In [0]:
import os
import tensorflow as tf
import json

assert 'COLAB_TPU_ADDR' in os.environ, 'ERROR: Not connected to a TPU runtime; please see the first cell in this notebook for instructions!'
TPU_ADDRESS = 'grpc://' + os.environ['COLAB_TPU_ADDR']
print('TPU address is', TPU_ADDRESS)

from google.colab import auth

auth.authenticate_user()
with tf.Session(TPU_ADDRESS) as session:
  print_tpu_devices = False  #@param {type:"boolean"}
  if print_tpu_devices:
    print('TPU devices:')
    pprint.pprint(session.list_devices())

  # Upload credentials to TPU.
  with open('/content/adc.json', 'r') as f:
    auth_info = json.load(f)
  tf.contrib.cloud.configure_gcs(session, credentials=auth_info)
  # Now credentials are set for all future sessions on this TPU.
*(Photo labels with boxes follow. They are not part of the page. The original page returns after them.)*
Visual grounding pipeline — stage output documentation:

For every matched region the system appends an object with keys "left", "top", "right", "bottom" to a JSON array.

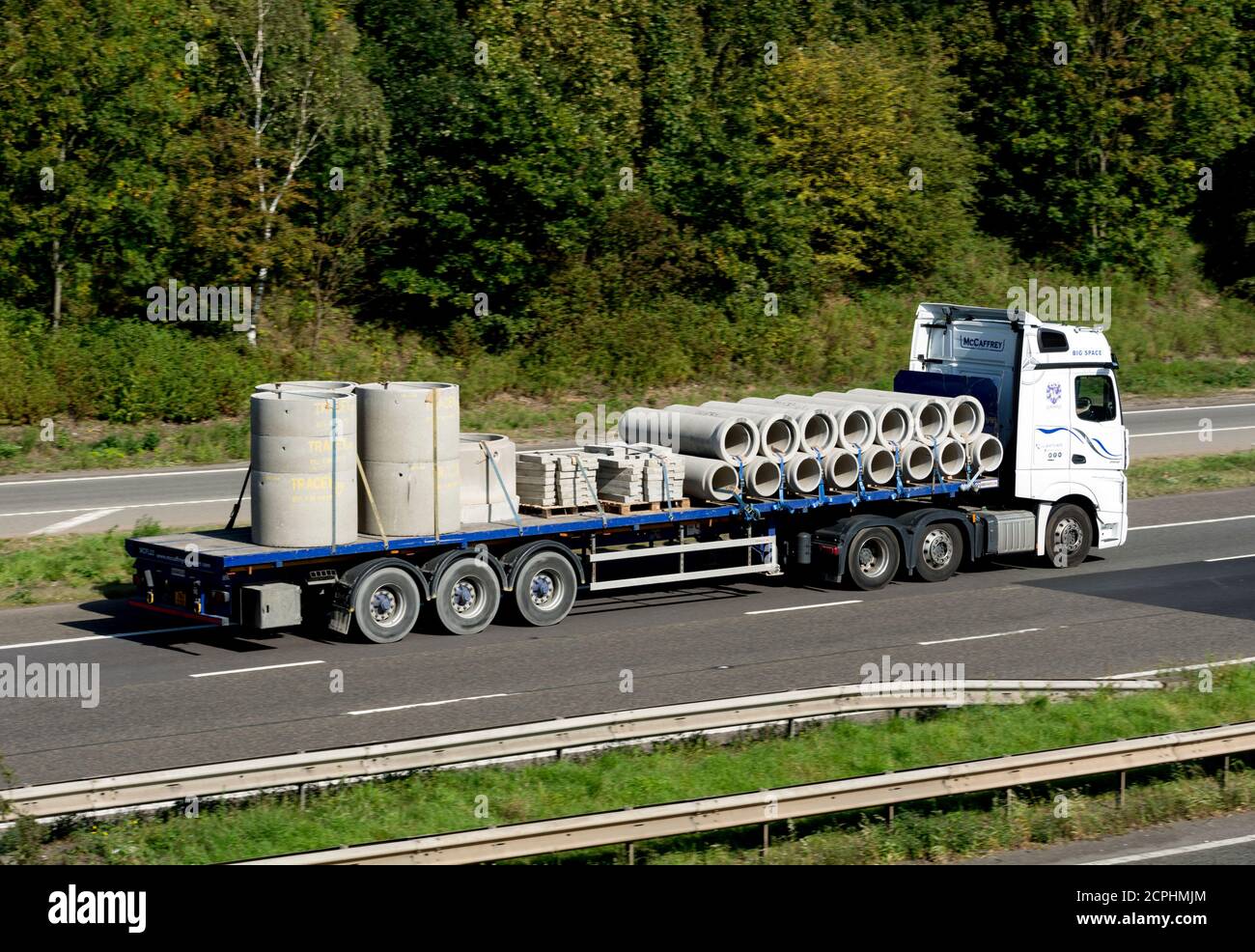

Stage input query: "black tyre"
[
  {"left": 1046, "top": 505, "right": 1093, "bottom": 569},
  {"left": 352, "top": 565, "right": 423, "bottom": 644},
  {"left": 913, "top": 522, "right": 962, "bottom": 581},
  {"left": 515, "top": 551, "right": 578, "bottom": 627},
  {"left": 846, "top": 526, "right": 903, "bottom": 592},
  {"left": 435, "top": 559, "right": 501, "bottom": 634}
]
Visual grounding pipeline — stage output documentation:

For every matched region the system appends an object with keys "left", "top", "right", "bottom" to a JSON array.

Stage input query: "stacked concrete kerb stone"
[
  {"left": 250, "top": 388, "right": 358, "bottom": 548},
  {"left": 355, "top": 380, "right": 461, "bottom": 536}
]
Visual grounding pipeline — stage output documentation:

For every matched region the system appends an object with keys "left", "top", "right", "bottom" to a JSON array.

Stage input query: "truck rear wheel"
[
  {"left": 846, "top": 525, "right": 903, "bottom": 592},
  {"left": 515, "top": 551, "right": 578, "bottom": 627},
  {"left": 915, "top": 522, "right": 962, "bottom": 581},
  {"left": 1046, "top": 505, "right": 1091, "bottom": 569},
  {"left": 435, "top": 559, "right": 501, "bottom": 634},
  {"left": 352, "top": 565, "right": 422, "bottom": 644}
]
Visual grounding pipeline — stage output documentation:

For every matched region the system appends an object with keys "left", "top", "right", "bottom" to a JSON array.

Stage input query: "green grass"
[
  {"left": 1127, "top": 450, "right": 1255, "bottom": 498},
  {"left": 0, "top": 518, "right": 163, "bottom": 608},
  {"left": 14, "top": 668, "right": 1255, "bottom": 863}
]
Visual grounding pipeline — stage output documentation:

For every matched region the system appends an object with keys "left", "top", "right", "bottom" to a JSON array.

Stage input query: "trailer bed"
[{"left": 126, "top": 476, "right": 998, "bottom": 572}]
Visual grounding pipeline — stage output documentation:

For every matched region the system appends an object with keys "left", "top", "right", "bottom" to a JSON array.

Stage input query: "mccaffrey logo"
[
  {"left": 959, "top": 337, "right": 1003, "bottom": 350},
  {"left": 47, "top": 882, "right": 148, "bottom": 932}
]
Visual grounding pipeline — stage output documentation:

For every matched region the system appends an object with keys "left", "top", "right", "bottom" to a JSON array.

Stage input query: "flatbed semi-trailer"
[{"left": 126, "top": 304, "right": 1129, "bottom": 643}]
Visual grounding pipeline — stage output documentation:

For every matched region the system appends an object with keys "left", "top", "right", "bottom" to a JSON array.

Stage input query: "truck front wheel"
[
  {"left": 846, "top": 525, "right": 903, "bottom": 592},
  {"left": 352, "top": 565, "right": 422, "bottom": 644},
  {"left": 1046, "top": 505, "right": 1091, "bottom": 569}
]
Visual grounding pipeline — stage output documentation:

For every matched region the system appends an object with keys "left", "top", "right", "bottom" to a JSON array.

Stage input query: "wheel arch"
[{"left": 501, "top": 539, "right": 585, "bottom": 592}]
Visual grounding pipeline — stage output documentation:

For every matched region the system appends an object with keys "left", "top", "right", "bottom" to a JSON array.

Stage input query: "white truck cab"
[{"left": 896, "top": 304, "right": 1129, "bottom": 564}]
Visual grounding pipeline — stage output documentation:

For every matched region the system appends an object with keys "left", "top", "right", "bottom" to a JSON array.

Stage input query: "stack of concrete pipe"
[
  {"left": 843, "top": 389, "right": 1003, "bottom": 476},
  {"left": 356, "top": 381, "right": 461, "bottom": 536},
  {"left": 248, "top": 384, "right": 358, "bottom": 548}
]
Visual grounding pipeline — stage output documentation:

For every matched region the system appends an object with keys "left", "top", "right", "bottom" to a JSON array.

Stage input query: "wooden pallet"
[{"left": 601, "top": 496, "right": 689, "bottom": 517}]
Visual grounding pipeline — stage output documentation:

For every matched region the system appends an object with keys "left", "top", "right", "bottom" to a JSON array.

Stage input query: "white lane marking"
[
  {"left": 1129, "top": 515, "right": 1255, "bottom": 533},
  {"left": 1080, "top": 832, "right": 1255, "bottom": 867},
  {"left": 30, "top": 509, "right": 118, "bottom": 535},
  {"left": 188, "top": 660, "right": 326, "bottom": 678},
  {"left": 1129, "top": 426, "right": 1255, "bottom": 439},
  {"left": 1099, "top": 657, "right": 1255, "bottom": 681},
  {"left": 745, "top": 598, "right": 862, "bottom": 615},
  {"left": 916, "top": 628, "right": 1042, "bottom": 644},
  {"left": 0, "top": 466, "right": 248, "bottom": 489},
  {"left": 347, "top": 690, "right": 522, "bottom": 715},
  {"left": 1125, "top": 404, "right": 1255, "bottom": 417},
  {"left": 0, "top": 496, "right": 241, "bottom": 518},
  {"left": 0, "top": 624, "right": 222, "bottom": 651}
]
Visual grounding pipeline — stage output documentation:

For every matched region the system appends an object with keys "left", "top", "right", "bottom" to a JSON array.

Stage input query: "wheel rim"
[
  {"left": 923, "top": 529, "right": 954, "bottom": 572},
  {"left": 527, "top": 572, "right": 562, "bottom": 611},
  {"left": 371, "top": 585, "right": 405, "bottom": 628},
  {"left": 1054, "top": 517, "right": 1086, "bottom": 555},
  {"left": 449, "top": 575, "right": 485, "bottom": 618},
  {"left": 858, "top": 538, "right": 888, "bottom": 579}
]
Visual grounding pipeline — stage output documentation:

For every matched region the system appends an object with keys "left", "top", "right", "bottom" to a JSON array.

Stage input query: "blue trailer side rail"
[{"left": 126, "top": 477, "right": 998, "bottom": 573}]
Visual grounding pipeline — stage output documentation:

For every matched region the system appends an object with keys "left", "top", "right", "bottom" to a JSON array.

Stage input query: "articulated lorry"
[{"left": 126, "top": 304, "right": 1129, "bottom": 643}]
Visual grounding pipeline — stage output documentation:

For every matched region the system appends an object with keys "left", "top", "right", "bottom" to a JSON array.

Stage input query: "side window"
[
  {"left": 1037, "top": 328, "right": 1068, "bottom": 354},
  {"left": 1076, "top": 375, "right": 1116, "bottom": 423}
]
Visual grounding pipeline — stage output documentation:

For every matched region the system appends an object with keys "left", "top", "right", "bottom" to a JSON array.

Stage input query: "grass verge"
[
  {"left": 1127, "top": 450, "right": 1255, "bottom": 498},
  {"left": 10, "top": 668, "right": 1255, "bottom": 864},
  {"left": 0, "top": 520, "right": 164, "bottom": 606}
]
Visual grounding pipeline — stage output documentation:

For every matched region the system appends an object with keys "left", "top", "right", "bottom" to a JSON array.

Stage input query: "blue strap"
[{"left": 853, "top": 443, "right": 866, "bottom": 506}]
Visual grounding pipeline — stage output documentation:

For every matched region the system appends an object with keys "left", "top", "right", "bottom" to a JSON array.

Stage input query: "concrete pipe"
[
  {"left": 732, "top": 397, "right": 838, "bottom": 454},
  {"left": 692, "top": 400, "right": 802, "bottom": 456},
  {"left": 898, "top": 439, "right": 933, "bottom": 483},
  {"left": 815, "top": 388, "right": 950, "bottom": 441},
  {"left": 862, "top": 446, "right": 898, "bottom": 486},
  {"left": 619, "top": 406, "right": 758, "bottom": 463},
  {"left": 782, "top": 393, "right": 915, "bottom": 448},
  {"left": 936, "top": 437, "right": 967, "bottom": 477},
  {"left": 967, "top": 434, "right": 1003, "bottom": 472},
  {"left": 772, "top": 393, "right": 876, "bottom": 450},
  {"left": 823, "top": 446, "right": 858, "bottom": 491},
  {"left": 679, "top": 456, "right": 739, "bottom": 502},
  {"left": 744, "top": 456, "right": 781, "bottom": 498},
  {"left": 248, "top": 389, "right": 358, "bottom": 548},
  {"left": 356, "top": 381, "right": 461, "bottom": 536},
  {"left": 785, "top": 454, "right": 823, "bottom": 496},
  {"left": 254, "top": 380, "right": 358, "bottom": 393}
]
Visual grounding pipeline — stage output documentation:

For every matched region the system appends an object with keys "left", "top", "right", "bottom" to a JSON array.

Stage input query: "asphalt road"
[
  {"left": 0, "top": 398, "right": 1255, "bottom": 536},
  {"left": 0, "top": 489, "right": 1255, "bottom": 782}
]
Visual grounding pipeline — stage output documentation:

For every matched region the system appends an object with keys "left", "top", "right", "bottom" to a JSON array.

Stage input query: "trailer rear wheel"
[
  {"left": 435, "top": 559, "right": 501, "bottom": 634},
  {"left": 352, "top": 565, "right": 422, "bottom": 644},
  {"left": 846, "top": 525, "right": 903, "bottom": 592},
  {"left": 515, "top": 551, "right": 578, "bottom": 627},
  {"left": 1046, "top": 505, "right": 1091, "bottom": 569},
  {"left": 915, "top": 522, "right": 962, "bottom": 581}
]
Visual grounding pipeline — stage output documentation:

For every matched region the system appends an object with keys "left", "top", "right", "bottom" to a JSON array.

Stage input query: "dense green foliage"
[{"left": 0, "top": 0, "right": 1255, "bottom": 422}]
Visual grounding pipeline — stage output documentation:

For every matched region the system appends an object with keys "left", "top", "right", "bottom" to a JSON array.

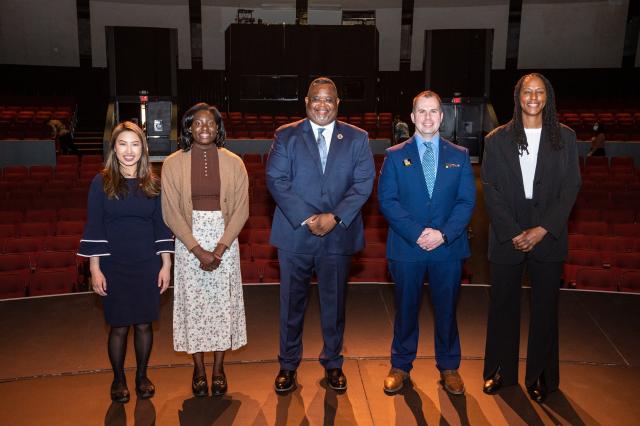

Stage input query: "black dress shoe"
[
  {"left": 527, "top": 377, "right": 547, "bottom": 404},
  {"left": 136, "top": 376, "right": 156, "bottom": 399},
  {"left": 111, "top": 380, "right": 130, "bottom": 404},
  {"left": 275, "top": 370, "right": 296, "bottom": 393},
  {"left": 482, "top": 373, "right": 502, "bottom": 395},
  {"left": 191, "top": 376, "right": 209, "bottom": 397},
  {"left": 325, "top": 368, "right": 347, "bottom": 390},
  {"left": 211, "top": 371, "right": 227, "bottom": 396}
]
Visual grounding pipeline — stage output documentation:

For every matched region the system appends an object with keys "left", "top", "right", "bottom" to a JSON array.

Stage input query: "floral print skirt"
[{"left": 173, "top": 210, "right": 247, "bottom": 354}]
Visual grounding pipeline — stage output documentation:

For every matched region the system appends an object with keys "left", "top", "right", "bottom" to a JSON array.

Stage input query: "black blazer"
[{"left": 482, "top": 121, "right": 581, "bottom": 264}]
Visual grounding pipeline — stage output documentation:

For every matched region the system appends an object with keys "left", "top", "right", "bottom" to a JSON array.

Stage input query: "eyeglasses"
[{"left": 309, "top": 96, "right": 336, "bottom": 104}]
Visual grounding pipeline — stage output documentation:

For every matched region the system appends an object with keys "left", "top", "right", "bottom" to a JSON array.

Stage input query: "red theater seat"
[
  {"left": 249, "top": 229, "right": 271, "bottom": 244},
  {"left": 251, "top": 243, "right": 278, "bottom": 260},
  {"left": 0, "top": 271, "right": 29, "bottom": 299},
  {"left": 58, "top": 208, "right": 87, "bottom": 222},
  {"left": 56, "top": 220, "right": 85, "bottom": 235},
  {"left": 240, "top": 260, "right": 261, "bottom": 284},
  {"left": 44, "top": 235, "right": 80, "bottom": 253},
  {"left": 569, "top": 234, "right": 595, "bottom": 250},
  {"left": 0, "top": 253, "right": 31, "bottom": 272},
  {"left": 349, "top": 260, "right": 390, "bottom": 283},
  {"left": 29, "top": 268, "right": 78, "bottom": 296},
  {"left": 356, "top": 243, "right": 387, "bottom": 260},
  {"left": 20, "top": 222, "right": 53, "bottom": 238}
]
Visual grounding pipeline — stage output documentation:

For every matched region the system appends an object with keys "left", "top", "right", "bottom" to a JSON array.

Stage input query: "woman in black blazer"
[{"left": 482, "top": 73, "right": 580, "bottom": 402}]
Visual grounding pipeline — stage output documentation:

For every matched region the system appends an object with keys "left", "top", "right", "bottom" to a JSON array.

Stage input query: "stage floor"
[{"left": 0, "top": 284, "right": 640, "bottom": 425}]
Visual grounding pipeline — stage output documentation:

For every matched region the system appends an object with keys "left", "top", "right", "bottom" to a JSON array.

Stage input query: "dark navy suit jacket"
[
  {"left": 267, "top": 119, "right": 375, "bottom": 255},
  {"left": 378, "top": 137, "right": 476, "bottom": 262}
]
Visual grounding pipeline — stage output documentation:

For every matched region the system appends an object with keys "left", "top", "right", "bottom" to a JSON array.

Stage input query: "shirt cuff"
[
  {"left": 155, "top": 238, "right": 174, "bottom": 254},
  {"left": 78, "top": 240, "right": 111, "bottom": 257}
]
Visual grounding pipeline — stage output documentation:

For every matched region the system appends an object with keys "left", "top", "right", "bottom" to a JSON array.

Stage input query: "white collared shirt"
[
  {"left": 520, "top": 128, "right": 542, "bottom": 200},
  {"left": 309, "top": 120, "right": 336, "bottom": 154}
]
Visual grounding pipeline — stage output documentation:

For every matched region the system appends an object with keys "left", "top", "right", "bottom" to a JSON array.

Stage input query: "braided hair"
[{"left": 513, "top": 72, "right": 563, "bottom": 155}]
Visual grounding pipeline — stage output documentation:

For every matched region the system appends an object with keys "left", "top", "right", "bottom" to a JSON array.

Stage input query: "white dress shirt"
[
  {"left": 520, "top": 128, "right": 542, "bottom": 200},
  {"left": 309, "top": 120, "right": 336, "bottom": 151}
]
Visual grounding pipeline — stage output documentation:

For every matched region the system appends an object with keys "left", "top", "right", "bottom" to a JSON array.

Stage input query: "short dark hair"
[
  {"left": 307, "top": 77, "right": 338, "bottom": 96},
  {"left": 180, "top": 102, "right": 226, "bottom": 152},
  {"left": 411, "top": 90, "right": 442, "bottom": 111}
]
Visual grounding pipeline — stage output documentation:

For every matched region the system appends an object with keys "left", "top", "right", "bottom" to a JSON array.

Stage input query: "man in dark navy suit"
[
  {"left": 378, "top": 91, "right": 476, "bottom": 395},
  {"left": 267, "top": 77, "right": 375, "bottom": 392}
]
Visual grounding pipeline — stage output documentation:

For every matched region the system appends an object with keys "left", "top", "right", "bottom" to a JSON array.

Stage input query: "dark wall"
[
  {"left": 0, "top": 65, "right": 640, "bottom": 129},
  {"left": 225, "top": 24, "right": 378, "bottom": 113}
]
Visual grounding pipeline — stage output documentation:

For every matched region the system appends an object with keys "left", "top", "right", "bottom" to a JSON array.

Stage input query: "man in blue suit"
[
  {"left": 267, "top": 77, "right": 375, "bottom": 392},
  {"left": 378, "top": 91, "right": 476, "bottom": 395}
]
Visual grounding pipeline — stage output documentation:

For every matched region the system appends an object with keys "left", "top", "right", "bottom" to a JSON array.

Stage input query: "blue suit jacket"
[
  {"left": 378, "top": 137, "right": 476, "bottom": 261},
  {"left": 266, "top": 119, "right": 375, "bottom": 255}
]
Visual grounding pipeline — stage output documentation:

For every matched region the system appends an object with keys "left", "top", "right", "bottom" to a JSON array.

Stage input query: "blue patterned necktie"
[
  {"left": 318, "top": 127, "right": 327, "bottom": 173},
  {"left": 422, "top": 142, "right": 436, "bottom": 197}
]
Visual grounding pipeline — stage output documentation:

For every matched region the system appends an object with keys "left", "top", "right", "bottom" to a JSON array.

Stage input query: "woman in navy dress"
[{"left": 78, "top": 122, "right": 173, "bottom": 402}]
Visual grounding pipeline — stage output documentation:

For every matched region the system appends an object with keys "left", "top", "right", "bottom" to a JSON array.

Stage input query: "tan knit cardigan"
[{"left": 162, "top": 148, "right": 249, "bottom": 250}]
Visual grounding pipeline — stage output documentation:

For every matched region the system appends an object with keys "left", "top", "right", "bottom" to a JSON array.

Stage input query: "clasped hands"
[
  {"left": 191, "top": 243, "right": 227, "bottom": 272},
  {"left": 416, "top": 228, "right": 444, "bottom": 251},
  {"left": 304, "top": 213, "right": 337, "bottom": 237},
  {"left": 511, "top": 226, "right": 547, "bottom": 253}
]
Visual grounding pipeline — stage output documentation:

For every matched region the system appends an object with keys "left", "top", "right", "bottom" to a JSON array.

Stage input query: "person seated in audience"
[
  {"left": 78, "top": 121, "right": 173, "bottom": 403},
  {"left": 47, "top": 120, "right": 80, "bottom": 155},
  {"left": 587, "top": 121, "right": 606, "bottom": 157}
]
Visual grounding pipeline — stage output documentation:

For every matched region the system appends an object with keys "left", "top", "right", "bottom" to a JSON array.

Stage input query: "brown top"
[
  {"left": 162, "top": 148, "right": 249, "bottom": 250},
  {"left": 191, "top": 144, "right": 220, "bottom": 211}
]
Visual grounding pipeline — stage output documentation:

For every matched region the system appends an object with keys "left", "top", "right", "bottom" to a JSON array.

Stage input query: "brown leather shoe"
[
  {"left": 384, "top": 367, "right": 409, "bottom": 393},
  {"left": 440, "top": 370, "right": 464, "bottom": 395}
]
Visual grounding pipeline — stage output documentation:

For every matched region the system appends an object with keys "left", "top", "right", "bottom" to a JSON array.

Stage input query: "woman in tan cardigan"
[{"left": 162, "top": 103, "right": 249, "bottom": 396}]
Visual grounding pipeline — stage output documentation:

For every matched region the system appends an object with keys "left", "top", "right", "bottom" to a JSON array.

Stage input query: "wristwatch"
[{"left": 438, "top": 229, "right": 449, "bottom": 245}]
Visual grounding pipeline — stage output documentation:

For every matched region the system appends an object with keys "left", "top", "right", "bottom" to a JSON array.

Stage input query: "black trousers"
[{"left": 483, "top": 259, "right": 563, "bottom": 391}]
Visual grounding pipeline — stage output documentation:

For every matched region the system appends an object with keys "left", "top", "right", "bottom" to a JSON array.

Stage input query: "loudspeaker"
[
  {"left": 423, "top": 29, "right": 493, "bottom": 98},
  {"left": 147, "top": 101, "right": 171, "bottom": 138}
]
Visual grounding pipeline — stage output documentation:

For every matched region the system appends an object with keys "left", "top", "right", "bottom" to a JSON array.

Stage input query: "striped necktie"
[
  {"left": 318, "top": 127, "right": 327, "bottom": 173},
  {"left": 422, "top": 142, "right": 436, "bottom": 197}
]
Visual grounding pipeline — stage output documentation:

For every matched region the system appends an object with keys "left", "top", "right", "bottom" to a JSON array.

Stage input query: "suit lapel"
[
  {"left": 403, "top": 136, "right": 435, "bottom": 199},
  {"left": 501, "top": 128, "right": 524, "bottom": 194},
  {"left": 432, "top": 140, "right": 449, "bottom": 198},
  {"left": 302, "top": 119, "right": 322, "bottom": 176}
]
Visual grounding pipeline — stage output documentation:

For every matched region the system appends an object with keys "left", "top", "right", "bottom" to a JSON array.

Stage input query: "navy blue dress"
[{"left": 78, "top": 174, "right": 174, "bottom": 327}]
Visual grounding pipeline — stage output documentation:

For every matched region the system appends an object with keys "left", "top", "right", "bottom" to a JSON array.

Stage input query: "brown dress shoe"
[
  {"left": 384, "top": 368, "right": 409, "bottom": 393},
  {"left": 440, "top": 370, "right": 464, "bottom": 395}
]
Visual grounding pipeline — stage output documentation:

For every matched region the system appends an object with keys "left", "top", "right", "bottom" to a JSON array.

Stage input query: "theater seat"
[
  {"left": 349, "top": 259, "right": 391, "bottom": 283},
  {"left": 240, "top": 260, "right": 261, "bottom": 284},
  {"left": 0, "top": 271, "right": 29, "bottom": 299},
  {"left": 29, "top": 268, "right": 78, "bottom": 296}
]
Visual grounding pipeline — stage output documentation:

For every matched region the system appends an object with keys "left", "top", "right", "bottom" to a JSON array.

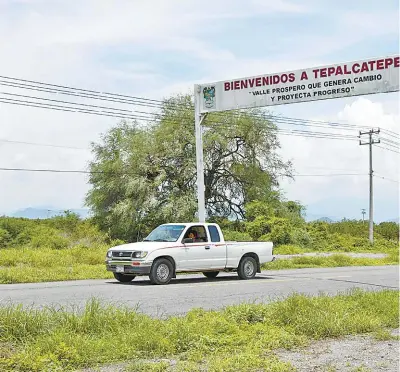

TPU address is grpc://10.33.17.106:8470


In [0]:
import sys

!test -d improv || git clone https://github.com/rikhuijzer/improv improv
if not 'improv' in sys.path:
  sys.path += ['improv']

## Define params

In [0]:
from src.config import Params
from src.utils import get_project_root
from pathlib import Path
from datetime import datetime
task_name = 'askubuntu'
# Available pretrained model checkpoints:
#   uncased_L-12_H-768_A-12: uncased BERT base model
#   uncased_L-24_H-1024_A-16: uncased BERT large model
#   cased_L-12_H-768_A-12: cased BERT large model
bert_model = 'uncased_L-12_H-768_A-12'
bert_pretrained_dir = 'gs://cloud-tpu-checkpoints/bert/' + bert_model
epochs = 2  #@param {type:"integer"}
# dir_suffix = '_epochs_base' #@param {type:"string"}
# output_dir_name = str(epochs) + dir_suffix
output_dir_name = str(datetime.now())[:-7]
bucket = 'benchmark-tpu-bucket' #@param {type:"string"}
assert bucket, 'Must specify an existing GCS bucket name'

params = Params(
  data_dir=get_project_root() / 'data' / task_name,
  bert_config_file=os.path.join(bert_pretrained_dir, 'bert_config.json'),
  task_name=task_name,
  vocab_file=os.path.join(bert_pretrained_dir, 'vocab.txt'),
  output_dir='gs://{}/bert/models/{}/{}'.format(bucket, task_name, output_dir_name),
  init_checkpoint=os.path.join(bert_pretrained_dir, 'bert_model.ckpt'),
  do_lower_case=bert_model.startswith('uncased'),
  max_seq_length=128,
  do_train_eval=False,
  do_train=True, 
  do_eval=True,
  do_predict=True, 
  train_batch_size=32,
  eval_batch_size=8,
  predict_batch_size=8,
  learning_rate=5e-5,
  num_train_epochs=epochs,
  warmup_proportion=0.1,
  save_checkpoints_steps=1e10,  # only for pre-training I guess 
  iterations_per_loop=1,
  use_tpu=True,
  tpu_name='grpc://' + os.environ['COLAB_TPU_ADDR'],
  tpu_zone=None,
  gcp_project=None,
  master=None,
  num_tpu_cores=8
)

tf.gfile.MakeDirs(params.output_dir)

## Last preparations

In [0]:
import tensorflow as tf

from src.config import get_debug_params
from src.my_classifier import (
    get_model_and_estimator, evaluate, train, train_eval, predict
)

model_fn, estimator = get_model_and_estimator(params)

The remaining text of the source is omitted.